USER_ID = "mem_user"
MODEL = "gemini-2.0-flash" # Use a valid model

# --- Agent Definitions ---
# Agent 1: Simple agent to capture information
info_capture_agent = LlmAgent(
    model=MODEL,
    name="InfoCaptureAgent",
    instruction="Acknowledge the user's statement.",
    # output_key="captured_info" # Could optionally save to state too
)

# Agent 2: Agent that can use memory
memory_recall_agent = LlmAgent(
    model=MODEL,
    name="MemoryRecallAgent",
    instruction="Answer the user's question.

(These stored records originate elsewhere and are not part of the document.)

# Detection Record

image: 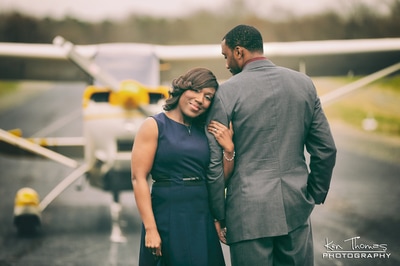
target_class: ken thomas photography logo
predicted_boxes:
[322,236,391,259]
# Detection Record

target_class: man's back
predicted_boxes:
[208,60,335,242]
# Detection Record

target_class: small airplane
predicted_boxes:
[0,36,400,242]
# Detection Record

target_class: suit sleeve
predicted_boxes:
[206,92,228,221]
[306,97,336,204]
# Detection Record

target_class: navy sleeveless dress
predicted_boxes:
[139,113,225,266]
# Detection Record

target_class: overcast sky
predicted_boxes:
[0,0,390,21]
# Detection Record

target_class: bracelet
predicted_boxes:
[222,151,235,162]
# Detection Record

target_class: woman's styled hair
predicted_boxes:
[222,25,264,53]
[163,67,218,111]
[163,67,219,126]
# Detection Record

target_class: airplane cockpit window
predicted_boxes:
[94,44,160,86]
[90,92,110,102]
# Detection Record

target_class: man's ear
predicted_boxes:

Use the 'load_memory' tool "
                "if the answer might be in past conversations.",
    tools=[load_memory] # Give the agent the tool
)

# --- Services and Runner ---
session_service = InMemorySessionService()
memory_service = InMemoryMemoryService() # Use in-memory for demo

runner = Runner(
    # Start with the info capture agent
    agent=info_capture_agent,
    app_name=APP_NAME,
    session_service=session_service,
    memory_service=memory_service # Provide the memory service to the Runner
)

# --- Scenario ---

# Turn 1: Capture some information in a session
print("--- Turn 1: Capturing Information ---")
session1_id = "session_info"
session1 = session_service.create_session(APP_NAME, USER_ID, session1_id)
user_input1 = Content(parts=[Part(text="My favorite project is Project Alpha.")])

# Run the agent
final_response_text = "(No final response)"
for event in runner.run(USER_ID, session1_id, user_input1):
    if event.is_final_response() and event.content and event.content.parts:
        final_response_text = event.content.parts[0].text
print(f"Agent 1 Response: {final_response_text}")

# Get the completed session
completed_session1 = session_service.get_session(APP_NAME, USER_ID, session1_id)

# Add this session's content to the Memory Service
print("\n--- Adding Session 1 to Memory ---")
memory_service.add_session_to_memory(completed_session1)
print("Session added to memory.")

# Turn 2: In a *new* (or same) session, ask a question requiring memory
print("\n--- Turn 2: Recalling Information ---")
session2_id = "session_recall" # Can be same or different session ID
session2 = session_service.create_session(APP_NAME, USER_ID, session2_id)

# Switch runner to the recall agent
runner.agent = memory_recall_agent
user_input2 = Content(parts=[Part(text="What is my favorite project?")])

# Run the recall agent
print("Running MemoryRecallAgent...")
final_response_text_2 = "(No final response)"
for event in runner.run(USER_ID, session2_id, user_input2):
    print(f"  Event: {event.author} - Type: {'Text' if event.content and event.content.parts and event.content.parts[0].text else ''}"
        f"{'FuncCall' if event.get_function_calls() else ''}"
        f"{'FuncResp' if event.get_function_responses() else ''}")
    if event.is_final_response() and event.content and event.content.parts:
        final_response_text_2 = event.content.parts[0].text
        print(f"Agent 2 Final Response: {final_response_text_2}")
        break # Stop after final response

# Expected Event Sequence for Turn 2:
# 1. User sends "What is my favorite project?"
# 2. Agent (LLM) decides to call `load_memory` tool with a query like "favorite project".
# 3. Runner executes the `load_memory` tool, which calls `memory_service.search_memory`.
# 4. `InMemoryMemoryService` finds the relevant text ("My favorite project is Project Alpha.") from session1.
# 5. Tool returns this text in a FunctionResponse event.
# 6. Agent (LLM) receives the function response, processes the retrieved text.
# 7. Agent generates the final answer (e.g., "Your favorite project is Project Alpha.").